WEDNESDAY, 23 MAY 1945

Fitted out with bucket and dustpan, I marched off to the Rathaus in the grey morning rain. Before I got there it was coming down in sheets; I could feel my knit dress soaking up the water.

The rain kept coming – now a light drizzle, now a substantial downpour. Nonetheless we kept on scooping and shovelling, filling bucket after bucket with dirt so there wouldn’t be a break in the chain of hands. There were about a hundred women of all types. Some proved sluggish and lazy and didn’t move a muscle unless one of our two German overseers was looking. (It’s always the men who get to do the supervising.) Others went at it like avid housewives, with dogged determination. ‘Well, the work has to get done,’ said one woman with great conviction. Once a cart was loaded, four of us shoved it up to the trench. I learned how to operate a swivel plate. We worked until the heavy rain forced us to take a break.

We stood under a balcony, huddled close like animals, our wet clothes sticking to our bodies. The women shuddered and shivered. We took advantage of the opportunity to eat our wet bread as it was, with nothing on it. One woman muttered in a thick Berlin accent, ‘Never ate the likes of this under Adolf.’

She was challenged on all sides. ‘It’s thanks to your Adolf we’re eating this.’

Embarrassed, the woman said, ‘That’s not how I meant it.’

We stood like that for over an hour in the pelting rain. When it began to taper off, our supervisor – a man with a Czech-sounding name and a Viennese accent – sent us back to the carts.
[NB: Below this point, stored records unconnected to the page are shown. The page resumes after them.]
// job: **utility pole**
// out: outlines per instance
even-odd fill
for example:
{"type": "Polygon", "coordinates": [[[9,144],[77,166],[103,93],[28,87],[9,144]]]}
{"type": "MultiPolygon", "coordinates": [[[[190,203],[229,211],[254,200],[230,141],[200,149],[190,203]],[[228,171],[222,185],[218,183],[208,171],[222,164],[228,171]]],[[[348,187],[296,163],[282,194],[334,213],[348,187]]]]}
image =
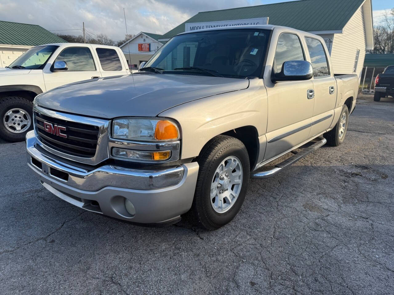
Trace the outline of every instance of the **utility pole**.
{"type": "Polygon", "coordinates": [[[84,28],[84,43],[86,43],[85,40],[85,22],[82,22],[82,26],[84,28]]]}

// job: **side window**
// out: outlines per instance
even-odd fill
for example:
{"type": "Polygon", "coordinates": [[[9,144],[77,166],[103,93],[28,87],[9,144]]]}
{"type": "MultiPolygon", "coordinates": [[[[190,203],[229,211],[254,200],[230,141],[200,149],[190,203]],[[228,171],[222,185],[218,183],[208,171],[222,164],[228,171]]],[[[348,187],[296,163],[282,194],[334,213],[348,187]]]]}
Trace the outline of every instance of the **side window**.
{"type": "Polygon", "coordinates": [[[96,66],[90,50],[87,47],[69,47],[58,55],[56,61],[67,63],[69,71],[95,71],[96,66]]]}
{"type": "Polygon", "coordinates": [[[115,49],[97,48],[96,52],[98,56],[101,67],[104,71],[122,70],[122,63],[115,49]]]}
{"type": "Polygon", "coordinates": [[[317,39],[305,37],[305,41],[310,57],[314,77],[322,77],[330,74],[327,58],[322,42],[317,39]]]}
{"type": "Polygon", "coordinates": [[[294,34],[284,33],[278,40],[275,53],[274,68],[279,73],[283,63],[288,61],[304,61],[304,52],[298,36],[294,34]]]}

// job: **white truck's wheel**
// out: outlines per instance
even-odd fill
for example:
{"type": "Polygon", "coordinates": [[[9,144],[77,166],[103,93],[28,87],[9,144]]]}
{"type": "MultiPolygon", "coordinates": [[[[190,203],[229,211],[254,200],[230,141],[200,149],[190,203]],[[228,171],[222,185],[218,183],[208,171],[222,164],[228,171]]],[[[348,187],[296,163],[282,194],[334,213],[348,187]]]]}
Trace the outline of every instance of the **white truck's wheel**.
{"type": "Polygon", "coordinates": [[[33,105],[17,96],[0,100],[0,136],[11,142],[24,140],[26,133],[33,127],[33,105]]]}
{"type": "Polygon", "coordinates": [[[197,161],[191,213],[200,225],[216,229],[231,221],[243,203],[250,173],[249,156],[240,141],[219,135],[206,145],[197,161]]]}

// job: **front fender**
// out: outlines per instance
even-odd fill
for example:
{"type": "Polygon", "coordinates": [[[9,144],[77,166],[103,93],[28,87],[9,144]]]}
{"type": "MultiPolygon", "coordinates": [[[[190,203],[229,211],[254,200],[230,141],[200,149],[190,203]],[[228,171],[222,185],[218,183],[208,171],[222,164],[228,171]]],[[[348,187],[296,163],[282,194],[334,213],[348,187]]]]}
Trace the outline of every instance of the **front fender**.
{"type": "Polygon", "coordinates": [[[211,138],[246,126],[259,136],[267,131],[267,92],[261,79],[251,80],[247,89],[210,96],[174,107],[159,114],[179,122],[181,158],[199,155],[211,138]]]}

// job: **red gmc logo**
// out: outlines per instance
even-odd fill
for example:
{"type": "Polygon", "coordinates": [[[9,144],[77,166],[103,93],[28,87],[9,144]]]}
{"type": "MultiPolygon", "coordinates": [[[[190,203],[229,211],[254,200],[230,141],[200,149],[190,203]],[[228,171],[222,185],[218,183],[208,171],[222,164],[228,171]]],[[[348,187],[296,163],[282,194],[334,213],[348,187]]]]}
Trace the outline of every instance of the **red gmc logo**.
{"type": "Polygon", "coordinates": [[[52,133],[55,135],[57,135],[58,136],[59,136],[61,137],[64,137],[65,138],[67,138],[67,135],[61,133],[62,131],[66,131],[65,127],[63,127],[62,126],[54,125],[48,122],[44,122],[44,128],[45,129],[45,131],[47,132],[52,133]]]}

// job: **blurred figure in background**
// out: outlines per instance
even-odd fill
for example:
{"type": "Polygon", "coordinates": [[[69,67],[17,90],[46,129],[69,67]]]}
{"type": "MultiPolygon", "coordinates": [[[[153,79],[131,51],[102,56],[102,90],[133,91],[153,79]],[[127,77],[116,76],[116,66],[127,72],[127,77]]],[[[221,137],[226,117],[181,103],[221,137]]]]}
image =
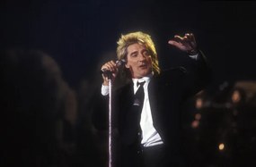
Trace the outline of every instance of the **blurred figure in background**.
{"type": "Polygon", "coordinates": [[[75,92],[56,62],[34,50],[1,51],[0,166],[68,166],[75,92]]]}

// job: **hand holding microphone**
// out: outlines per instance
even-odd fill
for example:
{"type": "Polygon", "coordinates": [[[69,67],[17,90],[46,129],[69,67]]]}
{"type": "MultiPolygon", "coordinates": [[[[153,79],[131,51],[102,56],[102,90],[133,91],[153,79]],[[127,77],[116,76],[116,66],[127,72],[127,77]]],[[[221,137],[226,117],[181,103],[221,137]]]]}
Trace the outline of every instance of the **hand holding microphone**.
{"type": "Polygon", "coordinates": [[[109,79],[115,79],[119,72],[119,67],[124,64],[126,61],[124,59],[118,60],[116,62],[110,61],[104,63],[101,68],[101,73],[103,79],[103,85],[109,85],[109,79]]]}

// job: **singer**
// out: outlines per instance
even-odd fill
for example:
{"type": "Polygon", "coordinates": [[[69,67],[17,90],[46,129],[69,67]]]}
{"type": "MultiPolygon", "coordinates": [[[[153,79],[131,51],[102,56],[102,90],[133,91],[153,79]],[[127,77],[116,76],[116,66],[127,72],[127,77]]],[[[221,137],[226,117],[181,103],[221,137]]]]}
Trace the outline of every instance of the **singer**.
{"type": "MultiPolygon", "coordinates": [[[[114,126],[119,144],[116,167],[188,165],[181,151],[181,107],[209,83],[211,72],[192,33],[176,35],[168,44],[186,53],[189,64],[162,71],[151,37],[137,31],[122,35],[118,41],[117,58],[125,60],[123,65],[110,61],[102,66],[102,71],[111,74],[102,74],[102,103],[107,103],[108,79],[114,79],[114,126]]],[[[95,110],[95,127],[107,121],[106,113],[107,107],[95,110]]]]}

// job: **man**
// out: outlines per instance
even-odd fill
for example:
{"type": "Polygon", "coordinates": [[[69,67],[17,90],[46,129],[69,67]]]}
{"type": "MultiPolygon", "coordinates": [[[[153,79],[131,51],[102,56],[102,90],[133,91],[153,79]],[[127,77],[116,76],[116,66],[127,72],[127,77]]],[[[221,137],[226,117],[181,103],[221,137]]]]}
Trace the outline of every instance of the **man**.
{"type": "MultiPolygon", "coordinates": [[[[209,70],[193,34],[174,36],[168,43],[188,54],[190,71],[183,67],[161,71],[151,37],[141,31],[122,35],[118,41],[117,56],[125,60],[123,68],[113,61],[102,66],[102,71],[108,71],[102,74],[105,100],[109,78],[115,80],[112,105],[120,143],[118,166],[185,165],[180,143],[181,107],[208,83],[209,70]],[[107,75],[110,72],[111,76],[107,75]]],[[[100,118],[94,114],[96,123],[102,121],[100,118]]]]}

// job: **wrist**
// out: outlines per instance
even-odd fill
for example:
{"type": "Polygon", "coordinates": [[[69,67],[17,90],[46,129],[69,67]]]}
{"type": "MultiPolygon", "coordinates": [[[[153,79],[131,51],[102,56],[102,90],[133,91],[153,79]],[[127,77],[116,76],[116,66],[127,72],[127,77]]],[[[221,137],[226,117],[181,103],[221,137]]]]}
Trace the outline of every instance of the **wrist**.
{"type": "Polygon", "coordinates": [[[187,53],[189,55],[196,55],[199,54],[199,50],[198,49],[191,49],[191,50],[187,51],[187,53]]]}

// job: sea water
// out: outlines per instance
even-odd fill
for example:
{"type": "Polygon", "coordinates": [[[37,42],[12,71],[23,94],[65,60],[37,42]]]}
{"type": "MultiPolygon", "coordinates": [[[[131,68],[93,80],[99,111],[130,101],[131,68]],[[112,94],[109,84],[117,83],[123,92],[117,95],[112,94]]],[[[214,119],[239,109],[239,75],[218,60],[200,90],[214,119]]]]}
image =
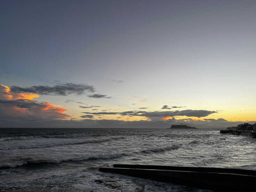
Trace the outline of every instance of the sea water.
{"type": "Polygon", "coordinates": [[[256,170],[256,139],[218,130],[0,129],[0,191],[207,191],[99,171],[118,164],[256,170]]]}

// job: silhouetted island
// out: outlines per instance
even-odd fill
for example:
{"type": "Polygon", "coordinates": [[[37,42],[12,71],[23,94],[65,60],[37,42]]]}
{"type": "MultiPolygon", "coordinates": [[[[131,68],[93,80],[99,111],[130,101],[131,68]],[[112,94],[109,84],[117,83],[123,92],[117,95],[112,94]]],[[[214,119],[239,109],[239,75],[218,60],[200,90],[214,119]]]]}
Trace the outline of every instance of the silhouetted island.
{"type": "Polygon", "coordinates": [[[186,125],[172,125],[167,129],[197,129],[195,127],[190,127],[186,125]]]}

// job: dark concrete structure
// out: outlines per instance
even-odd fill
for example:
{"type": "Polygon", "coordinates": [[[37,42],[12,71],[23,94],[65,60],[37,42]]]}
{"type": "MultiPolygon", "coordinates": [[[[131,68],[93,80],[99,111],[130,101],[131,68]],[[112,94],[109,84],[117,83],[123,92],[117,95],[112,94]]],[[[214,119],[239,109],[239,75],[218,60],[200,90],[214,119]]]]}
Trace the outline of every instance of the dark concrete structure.
{"type": "Polygon", "coordinates": [[[101,167],[105,172],[221,191],[250,191],[256,171],[235,169],[114,164],[101,167]]]}

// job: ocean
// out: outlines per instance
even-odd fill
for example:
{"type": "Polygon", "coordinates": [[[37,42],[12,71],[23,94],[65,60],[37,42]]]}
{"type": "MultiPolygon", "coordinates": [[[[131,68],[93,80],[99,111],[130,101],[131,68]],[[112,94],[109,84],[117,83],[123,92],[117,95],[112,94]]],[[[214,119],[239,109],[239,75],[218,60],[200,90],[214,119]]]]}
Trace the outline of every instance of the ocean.
{"type": "Polygon", "coordinates": [[[218,130],[0,128],[0,191],[211,191],[99,171],[118,164],[256,170],[256,139],[218,130]]]}

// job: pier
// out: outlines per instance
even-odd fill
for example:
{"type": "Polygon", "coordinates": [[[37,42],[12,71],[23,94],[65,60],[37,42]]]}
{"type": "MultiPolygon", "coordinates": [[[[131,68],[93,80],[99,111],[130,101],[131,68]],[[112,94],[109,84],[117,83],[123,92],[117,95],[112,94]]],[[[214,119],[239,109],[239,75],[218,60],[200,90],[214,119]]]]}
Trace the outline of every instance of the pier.
{"type": "Polygon", "coordinates": [[[149,179],[200,188],[246,191],[256,180],[256,171],[211,167],[114,164],[100,171],[149,179]]]}

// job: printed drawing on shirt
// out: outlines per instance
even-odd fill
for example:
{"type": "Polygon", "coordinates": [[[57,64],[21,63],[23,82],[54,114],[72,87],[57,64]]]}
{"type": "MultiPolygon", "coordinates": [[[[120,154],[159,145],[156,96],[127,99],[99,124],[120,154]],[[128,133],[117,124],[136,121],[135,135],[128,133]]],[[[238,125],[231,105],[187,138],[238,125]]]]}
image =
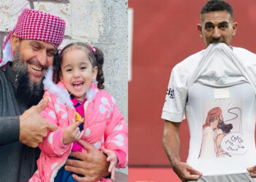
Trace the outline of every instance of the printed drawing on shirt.
{"type": "Polygon", "coordinates": [[[241,99],[217,99],[203,104],[203,135],[199,158],[231,157],[246,152],[241,99]]]}

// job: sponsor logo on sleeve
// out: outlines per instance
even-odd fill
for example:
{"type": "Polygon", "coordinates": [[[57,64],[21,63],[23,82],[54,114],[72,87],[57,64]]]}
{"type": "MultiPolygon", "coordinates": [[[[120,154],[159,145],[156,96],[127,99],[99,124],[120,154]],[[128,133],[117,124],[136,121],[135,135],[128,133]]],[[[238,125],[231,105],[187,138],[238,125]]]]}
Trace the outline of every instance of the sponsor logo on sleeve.
{"type": "Polygon", "coordinates": [[[168,88],[167,90],[166,95],[167,95],[170,98],[174,98],[175,97],[174,90],[172,88],[168,88]]]}

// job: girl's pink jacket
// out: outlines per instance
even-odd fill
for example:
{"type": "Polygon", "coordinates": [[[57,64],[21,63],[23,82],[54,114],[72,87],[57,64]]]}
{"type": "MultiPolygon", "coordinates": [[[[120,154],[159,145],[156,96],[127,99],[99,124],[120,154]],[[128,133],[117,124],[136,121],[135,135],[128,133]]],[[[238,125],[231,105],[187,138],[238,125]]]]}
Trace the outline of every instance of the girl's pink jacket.
{"type": "MultiPolygon", "coordinates": [[[[50,69],[50,68],[49,68],[50,69]]],[[[54,181],[58,170],[64,165],[72,149],[72,143],[62,143],[63,132],[75,119],[75,110],[69,95],[61,82],[55,84],[52,82],[51,68],[44,81],[44,98],[49,102],[42,116],[49,122],[61,129],[49,132],[39,144],[41,154],[37,160],[38,170],[29,181],[54,181]]],[[[87,101],[85,111],[84,133],[81,138],[95,148],[101,146],[114,151],[118,159],[116,167],[125,167],[127,163],[128,129],[127,123],[116,107],[115,99],[104,90],[98,90],[93,83],[86,92],[87,101]]],[[[86,152],[83,149],[82,152],[86,152]]],[[[101,178],[100,181],[111,181],[101,178]]]]}

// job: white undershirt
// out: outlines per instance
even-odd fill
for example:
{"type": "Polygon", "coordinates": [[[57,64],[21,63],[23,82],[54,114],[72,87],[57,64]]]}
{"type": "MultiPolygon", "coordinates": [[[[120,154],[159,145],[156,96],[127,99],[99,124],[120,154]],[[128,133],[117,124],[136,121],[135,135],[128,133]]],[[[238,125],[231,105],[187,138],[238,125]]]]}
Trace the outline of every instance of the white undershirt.
{"type": "Polygon", "coordinates": [[[195,83],[189,91],[186,104],[190,131],[188,164],[204,175],[242,173],[247,171],[247,167],[255,165],[255,93],[248,83],[221,88],[195,83]],[[208,112],[214,107],[222,109],[225,124],[233,124],[230,132],[225,134],[222,141],[224,154],[219,157],[214,155],[216,146],[213,146],[213,140],[222,131],[209,127],[204,132],[203,130],[208,112]],[[202,143],[203,135],[205,141],[202,143]],[[199,157],[202,149],[206,151],[199,157]]]}

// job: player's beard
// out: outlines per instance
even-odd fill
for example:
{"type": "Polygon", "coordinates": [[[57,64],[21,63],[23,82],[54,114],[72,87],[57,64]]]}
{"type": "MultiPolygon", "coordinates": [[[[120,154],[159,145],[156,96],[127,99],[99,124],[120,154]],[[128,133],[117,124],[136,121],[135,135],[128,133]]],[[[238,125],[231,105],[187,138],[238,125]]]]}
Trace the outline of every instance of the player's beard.
{"type": "Polygon", "coordinates": [[[19,47],[15,50],[13,57],[13,68],[17,72],[18,78],[17,89],[18,98],[29,108],[37,105],[41,100],[44,93],[42,81],[45,76],[42,77],[38,83],[30,80],[24,60],[19,52],[19,47]]]}

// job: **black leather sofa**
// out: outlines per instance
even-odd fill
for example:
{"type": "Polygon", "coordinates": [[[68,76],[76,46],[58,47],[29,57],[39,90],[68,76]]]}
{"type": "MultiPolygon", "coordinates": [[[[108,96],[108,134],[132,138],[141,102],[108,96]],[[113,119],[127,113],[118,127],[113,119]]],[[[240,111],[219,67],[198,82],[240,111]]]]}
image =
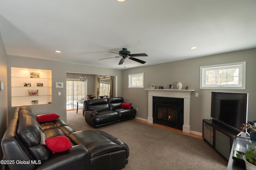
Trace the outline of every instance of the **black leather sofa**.
{"type": "Polygon", "coordinates": [[[76,132],[60,119],[39,123],[26,106],[16,108],[1,146],[11,170],[117,170],[128,163],[129,154],[127,145],[109,134],[76,132]],[[72,148],[52,153],[45,139],[60,135],[69,139],[72,148]]]}
{"type": "Polygon", "coordinates": [[[123,102],[122,97],[85,100],[85,121],[96,128],[135,118],[136,110],[121,108],[123,102]]]}

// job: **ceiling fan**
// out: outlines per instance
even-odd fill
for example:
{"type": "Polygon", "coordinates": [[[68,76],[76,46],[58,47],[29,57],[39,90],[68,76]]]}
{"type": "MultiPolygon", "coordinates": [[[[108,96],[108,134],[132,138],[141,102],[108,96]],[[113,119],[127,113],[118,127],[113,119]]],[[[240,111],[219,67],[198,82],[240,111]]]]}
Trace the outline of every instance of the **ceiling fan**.
{"type": "Polygon", "coordinates": [[[134,61],[136,61],[141,64],[144,64],[146,63],[146,61],[144,61],[142,60],[140,60],[139,59],[134,58],[134,57],[148,56],[148,55],[144,53],[142,53],[140,54],[131,54],[131,53],[129,51],[127,50],[127,49],[126,48],[122,48],[122,50],[119,51],[119,53],[115,53],[114,52],[112,51],[108,52],[110,53],[113,53],[117,54],[119,55],[120,56],[114,57],[113,57],[100,59],[99,60],[105,60],[105,59],[111,59],[112,58],[122,57],[122,58],[121,59],[121,60],[120,60],[120,61],[119,61],[119,63],[118,64],[118,65],[121,65],[122,64],[124,63],[124,60],[125,60],[126,58],[128,58],[130,60],[133,60],[134,61]]]}

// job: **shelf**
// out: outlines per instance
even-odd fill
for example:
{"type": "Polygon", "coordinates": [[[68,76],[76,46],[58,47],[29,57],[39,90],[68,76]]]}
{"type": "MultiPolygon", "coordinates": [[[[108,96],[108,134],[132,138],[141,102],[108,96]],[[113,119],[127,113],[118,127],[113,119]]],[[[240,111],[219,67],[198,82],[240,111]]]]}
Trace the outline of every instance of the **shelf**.
{"type": "Polygon", "coordinates": [[[12,107],[52,102],[52,70],[12,67],[11,74],[12,107]],[[37,86],[39,84],[43,86],[37,86]],[[24,86],[27,84],[30,86],[24,86]],[[33,90],[38,90],[38,96],[29,96],[28,91],[33,90]]]}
We called these carts ‘lorries’ – which sounded like a girl’s name, and christened one the ‘Laughing Laurie’ and the other the ‘Weeping Laurie’. But someone scratched out ‘Weeping’ and wrote ‘Smirking’ instead.

Around 3 p.m. our Viennese overseer finally checked our names off his list and let us go home. On the way back I was swinging my bucket gaily, in the spirit of ‘what doesn’t kill me makes me stronger’.

At home I found the widow all keyed up. She confessed that for the past few days she’d been feeling ‘this itching and burning’, so she’d consulted the encyclopedia under ‘syphilis’ and ‘gonorrhoea’. As a pharmacist’s wife she’d learned a great deal about human ailments, but this was one particular area where she lacked the necessary experience. ‘I have these little bumps,’ she declared, very sure of herself. According to the encyclopedia, little bumps like that are symptomatic of early syphilis, breaking out three to four weeks after infection. The widow calculates that it was exactly four weeks ago that her stairwell rapist, that little beardless boy, had his way with her.

‘What? Vanya? That child?’ I can’t believe it. ‘You mean you think that he—?’

‘Why not? Exactly, a stupid little boy like that. Besides, I’m not sure if that really was Vanya. How could I know? And then that Pole!’

The widow starts sobbing miserably. What am I supposed to do? There’s no point in my taking a look, since I don’t know a thing about it. And she fiercely dismisses my suggestion that she ask Herr Pauli. So all that’s left is to wait till tomorrow and get to the hospital as early as possible, to the special clinic that’s been set up for women who’ve been raped. Then I remember how my ears started to ache back in school when we were studying the human ear with the help of oversized anatomical models. It’s likely that the widow’s symptoms flared up when she read the description in the encyclopedia. We’ll just have to wait until tomorrow. I may have to go and get examined myself soon. I’m one day late.